Radoop on Amazon EMR fails to initialize

User: "Andrew"
New Altair Community Member
Updated by Jocelyn

I'm very close to being able to get Radoop working with an Amazon EMR cluster. My set up involves RapidMiner Studio and Radoop on a Windows laptop which has full unfettered firewall access to the EMR machines. I am not using SOCKS (although I started with this). I am using the absolute latest Spark, Hive and Hadoop components that Amazon makes available.

 

The full connection test fails at the point where components are being uploaded to the /tmp/radoop/_shared/db_default/ HDFS location. I can see that the data nodes are being contacted on port 50010 and it looks like this fails from my laptop because the ip addresses are not known. I have tried the dfs.client.use.datanode.hostname true/false workaround and I see this changes the name that it attempts to use - in one setting the node is <name>/<ipaddress>:50010 (which is odd) while in the other it is <ipaddress>:50010 (which is believable but doesn't resolve).

 

I don't have the luxury of installing RapidMiner components on the EMR cluster so my question is what is the best way to get the name nodes exposed to the PC running RapidMiner Studio and Radoop?
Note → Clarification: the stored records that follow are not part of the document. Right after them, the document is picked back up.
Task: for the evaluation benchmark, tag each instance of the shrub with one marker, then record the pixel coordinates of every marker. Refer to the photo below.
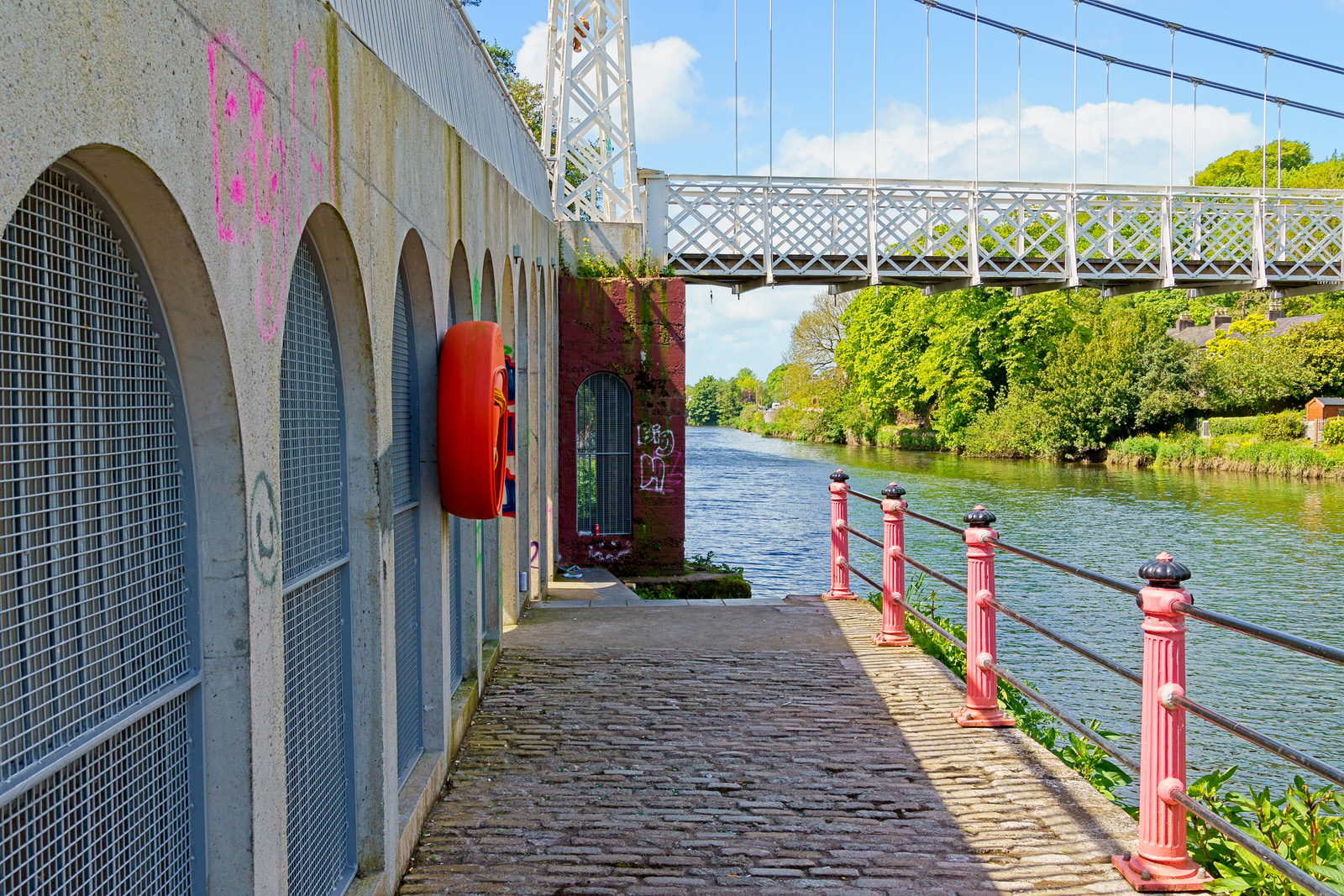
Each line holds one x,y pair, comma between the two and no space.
1281,427
1137,446
1233,425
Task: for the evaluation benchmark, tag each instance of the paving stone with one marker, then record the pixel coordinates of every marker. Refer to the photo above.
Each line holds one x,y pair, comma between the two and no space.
662,772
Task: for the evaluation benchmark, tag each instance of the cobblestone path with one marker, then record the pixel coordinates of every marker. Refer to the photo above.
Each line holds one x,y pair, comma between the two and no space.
752,747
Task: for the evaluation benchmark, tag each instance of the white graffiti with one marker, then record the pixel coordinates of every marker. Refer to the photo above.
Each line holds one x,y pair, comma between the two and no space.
660,463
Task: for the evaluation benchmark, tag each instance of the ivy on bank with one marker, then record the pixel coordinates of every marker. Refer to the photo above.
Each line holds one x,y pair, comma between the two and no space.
1303,825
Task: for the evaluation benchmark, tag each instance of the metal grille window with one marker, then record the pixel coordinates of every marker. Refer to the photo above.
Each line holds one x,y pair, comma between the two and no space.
319,773
410,730
96,661
604,456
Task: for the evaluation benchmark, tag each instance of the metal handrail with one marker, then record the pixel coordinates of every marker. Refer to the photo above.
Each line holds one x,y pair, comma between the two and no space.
947,580
1253,846
1263,741
1073,645
866,537
934,521
1119,755
1097,578
1272,636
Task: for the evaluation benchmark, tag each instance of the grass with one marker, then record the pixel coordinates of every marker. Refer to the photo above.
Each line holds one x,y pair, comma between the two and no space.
1303,825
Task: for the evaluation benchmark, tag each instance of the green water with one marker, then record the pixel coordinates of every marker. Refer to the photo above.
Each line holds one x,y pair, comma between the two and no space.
1267,550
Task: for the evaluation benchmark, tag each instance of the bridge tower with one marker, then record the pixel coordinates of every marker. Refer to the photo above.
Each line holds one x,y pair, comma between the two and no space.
591,127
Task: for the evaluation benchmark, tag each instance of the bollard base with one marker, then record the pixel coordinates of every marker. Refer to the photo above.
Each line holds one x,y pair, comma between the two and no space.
968,718
1187,878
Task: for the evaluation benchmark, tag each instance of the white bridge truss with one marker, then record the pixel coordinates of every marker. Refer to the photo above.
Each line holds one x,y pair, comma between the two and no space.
757,231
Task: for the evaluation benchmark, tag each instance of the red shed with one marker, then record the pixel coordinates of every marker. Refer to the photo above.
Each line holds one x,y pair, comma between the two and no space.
1324,409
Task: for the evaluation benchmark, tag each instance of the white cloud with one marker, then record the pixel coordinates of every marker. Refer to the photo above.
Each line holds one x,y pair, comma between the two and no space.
531,56
1139,144
732,332
667,87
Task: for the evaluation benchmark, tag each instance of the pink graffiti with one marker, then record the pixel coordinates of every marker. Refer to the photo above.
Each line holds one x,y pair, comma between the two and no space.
660,463
262,195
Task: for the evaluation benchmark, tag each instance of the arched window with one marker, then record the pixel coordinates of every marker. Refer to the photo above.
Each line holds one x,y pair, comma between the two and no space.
315,550
602,456
410,730
98,658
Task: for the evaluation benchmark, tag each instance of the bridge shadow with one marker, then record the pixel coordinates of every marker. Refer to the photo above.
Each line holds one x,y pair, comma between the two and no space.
683,750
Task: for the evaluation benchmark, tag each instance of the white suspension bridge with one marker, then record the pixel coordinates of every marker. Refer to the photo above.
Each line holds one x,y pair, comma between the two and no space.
750,231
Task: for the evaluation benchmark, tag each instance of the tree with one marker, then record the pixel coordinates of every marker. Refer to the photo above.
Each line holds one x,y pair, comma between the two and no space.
819,331
702,402
528,94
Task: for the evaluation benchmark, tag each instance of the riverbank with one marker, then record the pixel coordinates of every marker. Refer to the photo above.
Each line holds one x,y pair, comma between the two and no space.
1238,453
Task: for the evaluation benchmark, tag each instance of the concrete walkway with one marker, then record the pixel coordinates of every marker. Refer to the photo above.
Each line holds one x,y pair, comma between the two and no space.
694,750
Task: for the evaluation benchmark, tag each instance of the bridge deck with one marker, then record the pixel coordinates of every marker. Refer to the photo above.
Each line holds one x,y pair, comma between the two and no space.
687,750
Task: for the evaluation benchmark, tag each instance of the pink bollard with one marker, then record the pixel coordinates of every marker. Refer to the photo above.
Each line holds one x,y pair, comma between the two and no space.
1162,862
893,570
839,539
981,710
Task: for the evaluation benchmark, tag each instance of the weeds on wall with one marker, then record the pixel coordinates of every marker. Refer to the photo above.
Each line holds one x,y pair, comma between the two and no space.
1303,825
589,266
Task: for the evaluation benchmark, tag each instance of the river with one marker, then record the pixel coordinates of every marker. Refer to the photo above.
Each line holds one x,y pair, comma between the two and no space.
1261,548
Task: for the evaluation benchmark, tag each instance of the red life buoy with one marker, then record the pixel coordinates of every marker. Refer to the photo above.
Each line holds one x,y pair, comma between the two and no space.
472,421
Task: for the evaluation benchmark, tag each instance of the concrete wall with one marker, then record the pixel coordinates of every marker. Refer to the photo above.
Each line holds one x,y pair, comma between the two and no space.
221,134
635,329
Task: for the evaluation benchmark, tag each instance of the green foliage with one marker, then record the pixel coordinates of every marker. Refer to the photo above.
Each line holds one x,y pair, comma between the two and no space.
1305,826
586,265
705,563
1253,167
1281,427
702,402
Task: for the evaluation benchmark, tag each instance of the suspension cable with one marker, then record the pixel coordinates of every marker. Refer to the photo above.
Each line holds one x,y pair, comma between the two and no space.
1265,129
1194,129
1280,147
1075,89
1019,107
1108,118
1171,132
1128,63
927,112
1210,35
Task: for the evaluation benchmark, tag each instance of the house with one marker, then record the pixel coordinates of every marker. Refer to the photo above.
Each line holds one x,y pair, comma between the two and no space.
1187,331
1319,410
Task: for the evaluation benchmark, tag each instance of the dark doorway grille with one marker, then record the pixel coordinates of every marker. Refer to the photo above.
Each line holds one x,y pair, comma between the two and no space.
604,456
410,730
319,770
97,669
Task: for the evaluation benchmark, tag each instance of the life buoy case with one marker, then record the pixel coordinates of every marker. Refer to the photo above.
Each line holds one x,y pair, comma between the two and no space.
472,421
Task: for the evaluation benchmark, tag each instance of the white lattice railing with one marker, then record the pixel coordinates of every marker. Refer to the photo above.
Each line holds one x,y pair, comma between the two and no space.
752,231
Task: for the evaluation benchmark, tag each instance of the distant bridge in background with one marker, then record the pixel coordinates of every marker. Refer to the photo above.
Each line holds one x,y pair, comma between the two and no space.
757,231
750,231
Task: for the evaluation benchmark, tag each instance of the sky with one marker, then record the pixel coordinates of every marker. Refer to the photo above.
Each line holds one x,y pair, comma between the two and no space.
687,62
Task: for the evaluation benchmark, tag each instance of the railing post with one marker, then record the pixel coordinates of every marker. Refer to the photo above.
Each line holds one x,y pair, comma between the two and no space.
839,537
1162,862
893,570
981,710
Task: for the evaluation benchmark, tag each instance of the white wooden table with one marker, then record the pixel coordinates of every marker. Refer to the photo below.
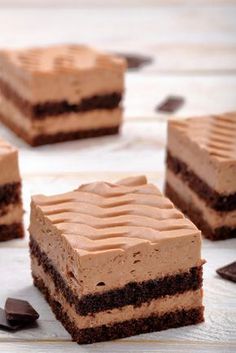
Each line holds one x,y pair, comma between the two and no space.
194,47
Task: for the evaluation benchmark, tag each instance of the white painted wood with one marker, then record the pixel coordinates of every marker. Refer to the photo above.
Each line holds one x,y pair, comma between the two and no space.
194,46
181,39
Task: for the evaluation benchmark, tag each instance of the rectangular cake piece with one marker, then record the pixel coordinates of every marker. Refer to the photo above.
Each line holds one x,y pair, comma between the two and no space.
115,260
10,193
201,172
60,93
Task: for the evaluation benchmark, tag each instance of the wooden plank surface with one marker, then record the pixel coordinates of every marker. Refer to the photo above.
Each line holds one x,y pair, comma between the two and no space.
193,44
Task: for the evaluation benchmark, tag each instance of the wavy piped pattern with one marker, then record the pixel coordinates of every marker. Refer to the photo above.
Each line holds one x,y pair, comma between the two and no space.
61,58
102,216
215,134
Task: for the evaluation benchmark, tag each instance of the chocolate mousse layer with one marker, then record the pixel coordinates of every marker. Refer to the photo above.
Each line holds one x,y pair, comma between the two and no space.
196,215
61,93
9,193
11,211
133,293
213,199
201,169
43,110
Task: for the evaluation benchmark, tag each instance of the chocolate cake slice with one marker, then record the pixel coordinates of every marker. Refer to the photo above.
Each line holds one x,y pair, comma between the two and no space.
115,260
60,93
201,172
10,193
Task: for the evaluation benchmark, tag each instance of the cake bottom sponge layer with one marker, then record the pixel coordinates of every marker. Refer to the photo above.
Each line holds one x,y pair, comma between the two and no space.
159,314
11,231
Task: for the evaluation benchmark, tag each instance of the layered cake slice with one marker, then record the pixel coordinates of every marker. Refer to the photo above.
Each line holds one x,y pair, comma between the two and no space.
115,260
60,93
10,193
201,172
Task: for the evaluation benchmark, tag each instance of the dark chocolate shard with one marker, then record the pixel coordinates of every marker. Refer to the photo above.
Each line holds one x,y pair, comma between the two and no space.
6,324
135,61
228,272
171,104
20,310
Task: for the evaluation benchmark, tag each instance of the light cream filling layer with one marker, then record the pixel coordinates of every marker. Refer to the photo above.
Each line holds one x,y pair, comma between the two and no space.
214,218
9,169
187,300
70,122
71,86
115,269
14,214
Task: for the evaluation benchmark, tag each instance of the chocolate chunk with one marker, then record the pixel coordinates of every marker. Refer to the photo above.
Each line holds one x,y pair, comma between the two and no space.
228,272
135,61
9,325
20,310
170,105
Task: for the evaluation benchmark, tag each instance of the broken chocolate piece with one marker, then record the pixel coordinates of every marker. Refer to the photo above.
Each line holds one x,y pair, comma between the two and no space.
228,272
135,61
170,105
20,310
9,325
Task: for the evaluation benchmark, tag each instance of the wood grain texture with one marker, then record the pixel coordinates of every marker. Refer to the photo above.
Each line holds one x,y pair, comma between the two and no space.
194,47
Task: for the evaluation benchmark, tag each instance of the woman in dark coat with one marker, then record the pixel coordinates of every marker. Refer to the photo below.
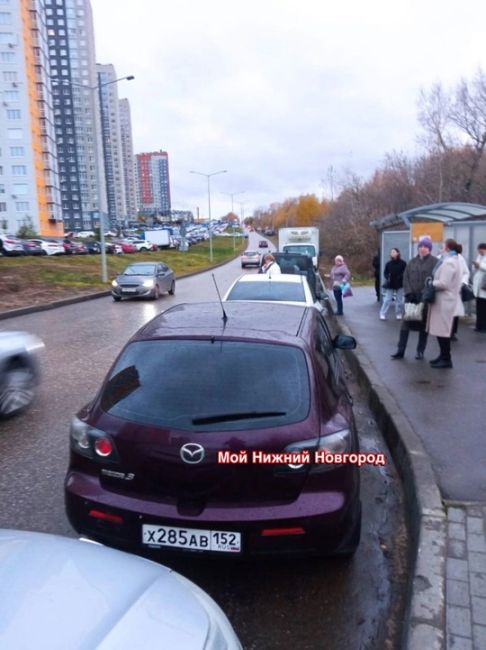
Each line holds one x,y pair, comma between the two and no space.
393,287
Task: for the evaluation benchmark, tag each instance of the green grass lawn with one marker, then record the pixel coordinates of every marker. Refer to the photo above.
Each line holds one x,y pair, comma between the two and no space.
84,271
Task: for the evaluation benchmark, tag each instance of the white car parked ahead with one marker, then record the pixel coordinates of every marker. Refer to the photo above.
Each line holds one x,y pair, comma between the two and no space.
61,593
50,246
283,288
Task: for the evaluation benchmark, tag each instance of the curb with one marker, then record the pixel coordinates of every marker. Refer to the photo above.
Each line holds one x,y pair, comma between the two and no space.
424,622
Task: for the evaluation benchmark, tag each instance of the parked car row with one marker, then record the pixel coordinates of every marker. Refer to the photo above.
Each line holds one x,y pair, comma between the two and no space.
12,246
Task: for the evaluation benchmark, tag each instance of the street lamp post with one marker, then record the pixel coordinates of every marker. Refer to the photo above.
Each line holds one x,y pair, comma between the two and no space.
233,194
97,88
208,176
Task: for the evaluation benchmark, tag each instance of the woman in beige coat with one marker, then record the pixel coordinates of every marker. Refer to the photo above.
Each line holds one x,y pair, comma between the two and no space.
446,280
460,311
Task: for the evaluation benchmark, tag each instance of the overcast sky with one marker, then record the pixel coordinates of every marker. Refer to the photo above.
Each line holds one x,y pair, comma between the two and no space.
278,92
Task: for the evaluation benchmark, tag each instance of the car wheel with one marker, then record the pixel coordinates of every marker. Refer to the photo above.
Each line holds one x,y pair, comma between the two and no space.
349,548
16,390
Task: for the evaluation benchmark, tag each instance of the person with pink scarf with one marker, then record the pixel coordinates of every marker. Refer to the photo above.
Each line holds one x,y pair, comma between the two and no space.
338,276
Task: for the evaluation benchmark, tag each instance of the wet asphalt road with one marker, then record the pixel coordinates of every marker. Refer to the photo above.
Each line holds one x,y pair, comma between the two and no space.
303,604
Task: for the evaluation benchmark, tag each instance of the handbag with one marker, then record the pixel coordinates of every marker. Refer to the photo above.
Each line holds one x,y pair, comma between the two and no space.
428,292
346,290
413,311
467,293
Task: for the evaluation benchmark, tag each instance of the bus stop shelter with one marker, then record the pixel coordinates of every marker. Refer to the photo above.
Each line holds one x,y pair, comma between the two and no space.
464,222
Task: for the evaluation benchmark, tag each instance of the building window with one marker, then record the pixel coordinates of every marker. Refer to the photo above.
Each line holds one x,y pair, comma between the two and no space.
19,189
15,134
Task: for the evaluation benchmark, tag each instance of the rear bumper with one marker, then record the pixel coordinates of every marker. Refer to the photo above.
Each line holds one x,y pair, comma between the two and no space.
328,520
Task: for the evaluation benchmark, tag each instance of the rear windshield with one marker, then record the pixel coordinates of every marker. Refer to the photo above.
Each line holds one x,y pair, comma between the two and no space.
302,249
208,385
271,290
140,269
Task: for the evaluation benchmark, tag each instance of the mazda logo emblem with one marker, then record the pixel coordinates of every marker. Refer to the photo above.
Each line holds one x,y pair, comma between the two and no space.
192,453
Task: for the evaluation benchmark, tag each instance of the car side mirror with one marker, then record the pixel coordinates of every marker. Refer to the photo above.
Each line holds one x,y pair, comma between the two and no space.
344,342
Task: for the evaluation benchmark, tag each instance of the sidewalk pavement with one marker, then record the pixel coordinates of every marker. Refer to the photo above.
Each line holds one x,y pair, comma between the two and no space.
434,423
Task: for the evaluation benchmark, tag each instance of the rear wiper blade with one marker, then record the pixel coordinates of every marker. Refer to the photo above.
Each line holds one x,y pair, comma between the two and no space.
227,417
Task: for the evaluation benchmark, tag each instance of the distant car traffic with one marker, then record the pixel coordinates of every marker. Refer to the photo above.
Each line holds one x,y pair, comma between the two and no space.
93,247
126,246
32,247
250,258
143,280
62,593
72,247
141,244
286,288
186,449
50,246
10,246
113,249
19,371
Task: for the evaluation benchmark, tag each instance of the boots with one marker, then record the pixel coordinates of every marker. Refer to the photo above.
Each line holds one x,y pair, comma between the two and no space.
444,360
402,344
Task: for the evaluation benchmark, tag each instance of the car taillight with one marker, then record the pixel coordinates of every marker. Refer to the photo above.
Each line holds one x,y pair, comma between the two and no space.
92,443
103,447
335,443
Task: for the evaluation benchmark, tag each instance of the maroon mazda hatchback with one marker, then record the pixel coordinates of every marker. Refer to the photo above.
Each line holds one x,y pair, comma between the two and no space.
186,449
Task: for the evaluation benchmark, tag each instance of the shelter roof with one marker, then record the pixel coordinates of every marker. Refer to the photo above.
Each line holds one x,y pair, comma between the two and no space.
444,212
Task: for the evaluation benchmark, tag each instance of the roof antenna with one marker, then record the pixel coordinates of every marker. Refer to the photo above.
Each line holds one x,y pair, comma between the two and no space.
225,318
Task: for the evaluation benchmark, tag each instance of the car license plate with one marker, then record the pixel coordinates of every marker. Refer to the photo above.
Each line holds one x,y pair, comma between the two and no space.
192,539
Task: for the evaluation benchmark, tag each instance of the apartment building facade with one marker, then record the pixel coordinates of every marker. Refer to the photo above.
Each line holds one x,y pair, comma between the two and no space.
128,160
29,181
77,113
153,182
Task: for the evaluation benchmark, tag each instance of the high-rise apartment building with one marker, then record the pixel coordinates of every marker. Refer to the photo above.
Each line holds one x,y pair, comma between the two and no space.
29,184
128,160
76,111
112,148
153,184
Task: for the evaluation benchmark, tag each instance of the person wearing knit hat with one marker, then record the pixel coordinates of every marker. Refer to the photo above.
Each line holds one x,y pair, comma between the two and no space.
425,241
417,271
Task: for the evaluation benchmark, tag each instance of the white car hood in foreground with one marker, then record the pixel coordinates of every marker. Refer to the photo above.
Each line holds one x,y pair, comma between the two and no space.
67,594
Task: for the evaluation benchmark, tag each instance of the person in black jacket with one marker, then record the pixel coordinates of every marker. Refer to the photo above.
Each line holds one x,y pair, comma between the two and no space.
418,270
376,267
393,287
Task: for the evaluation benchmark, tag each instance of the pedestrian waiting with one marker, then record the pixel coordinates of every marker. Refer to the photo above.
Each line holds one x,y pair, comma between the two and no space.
393,287
416,272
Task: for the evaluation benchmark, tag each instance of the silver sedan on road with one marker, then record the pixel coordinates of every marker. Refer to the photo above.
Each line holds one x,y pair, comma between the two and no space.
143,280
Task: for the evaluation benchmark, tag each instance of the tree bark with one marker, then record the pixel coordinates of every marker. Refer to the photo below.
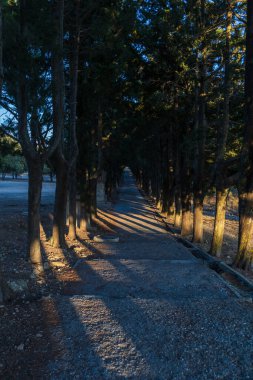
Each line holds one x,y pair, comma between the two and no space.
58,161
186,228
244,256
219,224
178,209
34,197
201,127
73,113
221,190
198,218
61,194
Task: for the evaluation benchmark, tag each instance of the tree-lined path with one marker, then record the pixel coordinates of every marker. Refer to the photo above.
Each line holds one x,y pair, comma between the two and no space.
145,308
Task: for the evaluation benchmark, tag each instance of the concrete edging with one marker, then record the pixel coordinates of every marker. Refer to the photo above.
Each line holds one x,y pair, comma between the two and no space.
215,264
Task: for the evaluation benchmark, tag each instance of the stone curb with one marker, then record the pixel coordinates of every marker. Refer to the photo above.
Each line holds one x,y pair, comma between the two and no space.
219,266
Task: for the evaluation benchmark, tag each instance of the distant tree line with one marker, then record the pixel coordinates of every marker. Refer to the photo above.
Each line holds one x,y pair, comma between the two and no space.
158,86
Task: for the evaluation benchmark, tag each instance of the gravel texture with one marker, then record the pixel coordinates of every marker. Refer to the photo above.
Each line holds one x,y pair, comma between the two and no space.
143,308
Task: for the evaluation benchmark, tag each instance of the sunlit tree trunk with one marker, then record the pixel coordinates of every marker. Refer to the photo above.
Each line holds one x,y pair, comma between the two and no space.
219,223
34,198
58,161
244,256
73,114
198,192
221,190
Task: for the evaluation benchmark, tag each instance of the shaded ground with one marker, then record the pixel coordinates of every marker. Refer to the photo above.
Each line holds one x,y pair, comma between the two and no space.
143,308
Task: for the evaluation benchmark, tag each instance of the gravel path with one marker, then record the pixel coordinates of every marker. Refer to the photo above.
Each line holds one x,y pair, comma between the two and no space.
147,309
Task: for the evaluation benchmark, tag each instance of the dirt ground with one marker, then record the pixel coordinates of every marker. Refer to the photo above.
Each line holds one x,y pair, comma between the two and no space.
231,229
24,321
25,324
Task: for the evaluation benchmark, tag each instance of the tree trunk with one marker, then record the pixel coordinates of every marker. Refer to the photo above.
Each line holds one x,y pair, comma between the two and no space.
201,129
72,205
178,210
73,139
244,256
219,223
221,190
61,194
186,228
198,218
34,197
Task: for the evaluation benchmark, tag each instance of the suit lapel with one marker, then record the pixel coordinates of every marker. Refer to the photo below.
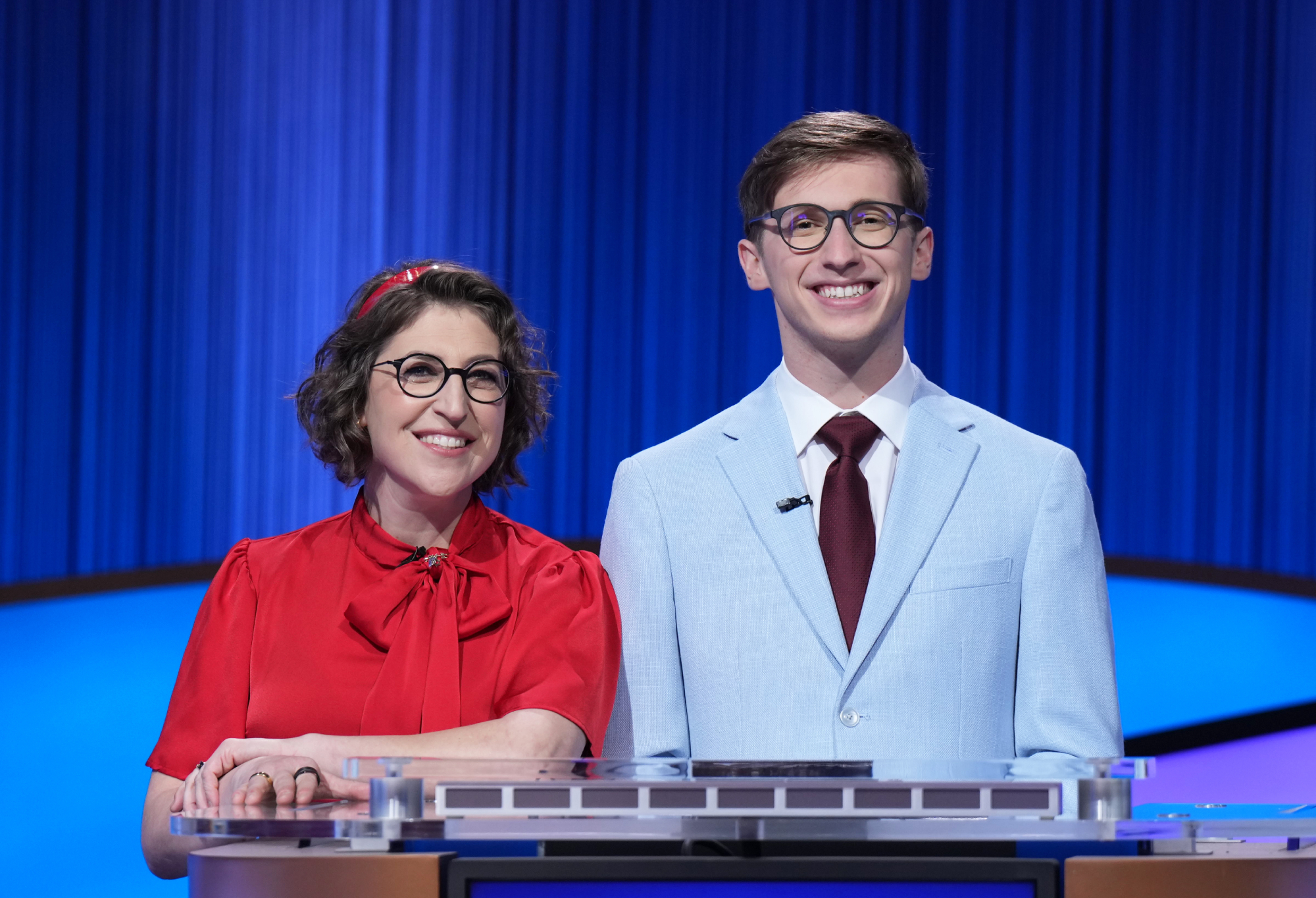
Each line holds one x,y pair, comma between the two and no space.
930,475
761,465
Find more posts tagged with

Sort by:
1 - 1 of 11
    User: "Andrew"
    New Altair Community Member
    OP
    Accepted Answer

    Hello Peter,

    I'm happy to say the Spark suggestion worked and now I can get Radoop connections working completely.

     

    As promised here is the list of things to do to get to this happy place.

     

    Create an EMR cluster and use the advanced options to select Hadoop, Pig, Spark, Hive and Mahout.

     

    Log on to the master node and determine the internal IP address of the eth0 interface using the command line. 

    ifconfig

     

    While logged in, there are some configuration steps needed to make the environment work. These are described in the Radoop documentation here. I observed that Java did not need any special configuration, EMR is up to date. The commands to create various staging locations in HDFS are required. I've repeated them below 

    hadoop fs -mkdir -p /tmp/hadoop-yarn/staging/history
    hadoop fs -chmod -R 777 /tmp/hadoop-yarn
    hadoop fs -mkdir /user
    hadoop fs -chmod 777 /user

    An earlier version of Spark needs to be installed. Here are the steps.

     

    wget -O /home/hadoop/spark-1.6.3-bin/hadoop2.6.tgz  https://d3kbcqa49mib13.cloudfront.net/spark-1.6.3-bin-hadoop2.6.tgz
    cd /home/hadoop
    tar -xzvf spark-1.6.3-bin-hadoop2.6.tgz
    hadoop fs -put spark-1.6.3-bin-hadoop2.6/lib/spark-assembly-1.6.3-hadoop2.6.0.jar /tmp/

     

    Continue to follow the instructions to set up the network connection. Use the IP address found above as the NameNode address, Resource Manager Address and JobHistory Server Address. Don't be tempted to use any other name or IP address since it will not work.

     

    Set the Hive Server address to localhost.

     

    Set the Hive port to 1235.

     

    Set the Spark version to Spark 1.6 and set the assembly jar location to

    hdfs:///tmp/spark-assembly-1.6.3-hadoop2.6.0.jar

     

    Set the advanced Hadoop parameters as follows

    dfs.client.use.legacy.blockreader  true
    hadoop.rpc.socket.factory.class.default org.apache.hadoop.net.SocksSocketFactory
    hadoop.socks.server localhost:1234

    Now create the SOCKS connection. On Linux the command is like this.

    ssh -i <yourkey>.pem -N -D 1234 -L localhost:1235:<ifconfig ip address>:10000  hadoop@<nameofmaster>

    In the command above, things between <> need to be provided by information from the environment you are in.

     

    On Windows, use Putty to create the SOCKS connection.  The Radoop documentation gives a nice picture here. Make sure you replace hive-internal-address with the ipaddress determined using the ifconfig command.

     

    Now you can run the Radoop connection tests and with luck, all will be well...

     

    yay!

     

    Andrew